Memorandum from Tobias Lear
[New York] Augt 18th 
On Wednesday at 3 O’clock P.M. the person who had written several letters under the signature of Jno. A. Dingwell,1 came to the House of the President & had an interview with Genl Knox & T. Lear with whom he left the enclosed papers;2 and promised to get copies of such others as he could come at, & likewise give all the verbal information that he could obtain—Jno. A. Dingwell’s real name is [ ] Smith: and the Thos Dalton mentioned in the enclosed papers boards at his House.
Smith informed T. Lear that he had carried several letters & notes from Major Beckworth3 to sd Dalton & once he had carried money to him—and that this day Dalton had 500 pounds which Smith thinks he must have got from Beckworth.4
AD, DNA: RG 59, Miscellaneous Letters.
1. For the background to this document, see “John A. Dingwell” to GW, 12, 16 Aug. 1790, “Dingwell” to Henry Knox or Tobias Lear, 17 Aug. 1790, Lear to “Dingwell,” 18 Aug. 1790.
2. See the enclosures.
3. Maj. George Beckwith had been sent to New York by Lord Dorchester in June 1790, and after Alexander McGillivray arrived in the federal capital the following month, Beckwith attempted to win the confidence of McGillivray and the Creek chiefs and to discover the particulars of their current negotiations with the administration.
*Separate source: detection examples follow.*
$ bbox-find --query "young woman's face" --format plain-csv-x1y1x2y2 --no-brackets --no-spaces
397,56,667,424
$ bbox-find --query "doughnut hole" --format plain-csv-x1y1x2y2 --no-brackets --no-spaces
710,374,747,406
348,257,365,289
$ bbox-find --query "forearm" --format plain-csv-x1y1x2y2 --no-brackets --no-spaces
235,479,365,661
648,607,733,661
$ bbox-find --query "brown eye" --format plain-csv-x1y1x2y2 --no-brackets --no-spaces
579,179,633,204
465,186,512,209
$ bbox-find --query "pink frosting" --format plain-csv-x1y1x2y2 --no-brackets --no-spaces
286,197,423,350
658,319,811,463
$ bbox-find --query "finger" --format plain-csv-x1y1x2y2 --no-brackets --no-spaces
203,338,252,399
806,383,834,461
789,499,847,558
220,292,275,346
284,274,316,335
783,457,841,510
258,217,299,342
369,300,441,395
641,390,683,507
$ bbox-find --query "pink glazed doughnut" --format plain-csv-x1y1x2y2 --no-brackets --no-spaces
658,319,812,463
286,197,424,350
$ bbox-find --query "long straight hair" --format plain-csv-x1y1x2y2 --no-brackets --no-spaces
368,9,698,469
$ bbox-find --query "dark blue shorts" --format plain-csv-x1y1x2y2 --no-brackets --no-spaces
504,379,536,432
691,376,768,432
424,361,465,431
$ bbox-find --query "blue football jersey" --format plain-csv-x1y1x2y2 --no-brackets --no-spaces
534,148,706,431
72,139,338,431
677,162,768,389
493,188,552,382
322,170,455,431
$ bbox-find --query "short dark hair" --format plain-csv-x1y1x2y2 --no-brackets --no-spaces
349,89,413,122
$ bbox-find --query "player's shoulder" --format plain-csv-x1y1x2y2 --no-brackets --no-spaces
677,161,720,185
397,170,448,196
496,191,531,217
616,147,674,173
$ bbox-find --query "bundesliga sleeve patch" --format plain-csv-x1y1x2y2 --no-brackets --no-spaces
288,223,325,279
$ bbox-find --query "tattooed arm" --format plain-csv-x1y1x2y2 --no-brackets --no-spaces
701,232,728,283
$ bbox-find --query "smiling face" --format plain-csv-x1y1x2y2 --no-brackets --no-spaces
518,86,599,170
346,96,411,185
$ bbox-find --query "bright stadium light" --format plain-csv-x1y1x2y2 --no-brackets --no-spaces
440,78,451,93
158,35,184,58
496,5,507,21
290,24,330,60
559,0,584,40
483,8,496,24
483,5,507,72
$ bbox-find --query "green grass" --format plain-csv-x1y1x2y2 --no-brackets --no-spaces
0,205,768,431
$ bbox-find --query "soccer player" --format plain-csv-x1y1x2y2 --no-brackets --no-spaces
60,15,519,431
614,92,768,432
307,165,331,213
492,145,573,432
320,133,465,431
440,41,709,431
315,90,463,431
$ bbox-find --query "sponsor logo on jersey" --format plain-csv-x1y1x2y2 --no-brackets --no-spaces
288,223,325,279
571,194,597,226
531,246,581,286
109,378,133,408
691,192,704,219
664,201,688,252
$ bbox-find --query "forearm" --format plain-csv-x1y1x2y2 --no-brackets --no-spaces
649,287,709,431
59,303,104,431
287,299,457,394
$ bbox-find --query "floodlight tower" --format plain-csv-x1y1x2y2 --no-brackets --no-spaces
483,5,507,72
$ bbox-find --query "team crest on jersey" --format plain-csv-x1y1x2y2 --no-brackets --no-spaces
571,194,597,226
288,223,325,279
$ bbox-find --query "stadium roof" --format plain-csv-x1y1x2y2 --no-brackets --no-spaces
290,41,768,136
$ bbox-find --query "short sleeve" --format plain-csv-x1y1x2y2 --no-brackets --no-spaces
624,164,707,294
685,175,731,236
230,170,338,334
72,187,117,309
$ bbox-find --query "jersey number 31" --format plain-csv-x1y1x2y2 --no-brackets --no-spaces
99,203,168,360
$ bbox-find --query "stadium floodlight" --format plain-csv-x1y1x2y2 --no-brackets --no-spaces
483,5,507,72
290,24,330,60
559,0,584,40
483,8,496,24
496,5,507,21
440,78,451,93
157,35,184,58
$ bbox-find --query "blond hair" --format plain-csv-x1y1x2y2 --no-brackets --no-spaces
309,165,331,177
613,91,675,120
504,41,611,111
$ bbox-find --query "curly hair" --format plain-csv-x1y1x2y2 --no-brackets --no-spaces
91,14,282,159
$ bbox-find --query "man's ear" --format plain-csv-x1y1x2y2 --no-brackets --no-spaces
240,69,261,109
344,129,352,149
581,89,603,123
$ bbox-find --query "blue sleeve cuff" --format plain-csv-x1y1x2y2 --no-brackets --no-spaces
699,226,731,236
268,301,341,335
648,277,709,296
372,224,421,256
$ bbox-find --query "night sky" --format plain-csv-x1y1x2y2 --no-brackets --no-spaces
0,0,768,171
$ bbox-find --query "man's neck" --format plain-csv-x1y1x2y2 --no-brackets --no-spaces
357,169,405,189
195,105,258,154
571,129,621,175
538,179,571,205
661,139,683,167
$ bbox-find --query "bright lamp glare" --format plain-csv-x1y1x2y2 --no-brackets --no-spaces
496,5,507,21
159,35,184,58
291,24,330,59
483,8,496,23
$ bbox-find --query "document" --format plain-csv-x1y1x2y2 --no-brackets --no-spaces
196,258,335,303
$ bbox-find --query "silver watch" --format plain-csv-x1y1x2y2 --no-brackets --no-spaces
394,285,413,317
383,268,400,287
Beckwith requested permission from Alexander Hamilton to meet with McGillivray, which was granted after the treaty was signed. Beckwith hoped, among other things, to obtain information about the Creek chief William Augustus Bowles who was then at Halifax with other Creek and Cherokee headmen on their way to Quebec. Beckwith was also concerned about the activities of another self-styled Creek leader, Thomas Dalton, who was at New York before McGillivray’s arrival and had met with Beckwith before 5 Aug. 1790 (see Alexander Hamilton to GW, 8 July 1790, source note; J. Leitch Wright, Jr., “Creek-American Treaty of 1790: Alexander McGillivray and the Diplomacy of the Old Southwest,” Georgia Historical Quarterly, 51 [Dec. 1967], 390–93). Dalton had earlier met with Samuel Street, a Niagara storekeeper originally from New England who was in New York to represent the Five Nations before the federal government, and he borrowed Street’s credentials to show to McGillivray (for Street’s mission, see Street to Jeremiah Wadsworth, 5 Aug. 1790, NNGL: Knox Papers). As Beckwith reported to his superior, “Mr. Dalton on the whole seemed to insinuate, that there would be a general Indian War, and that he wished to promote it; I replied, that I should be sorry for it. Mr. Dalton concluded by observing that the Government here were jealous of him, and that he was considered as an obstacle to the present Treaty” (Brymner, Report on Canadian Archives, 1890, description begins Douglas Brymner. Report on Canadian Archives . . . 1890. (Being an Appendix to Report of the Minister of Agriculture.). Ottawa, 1891. description ends 153).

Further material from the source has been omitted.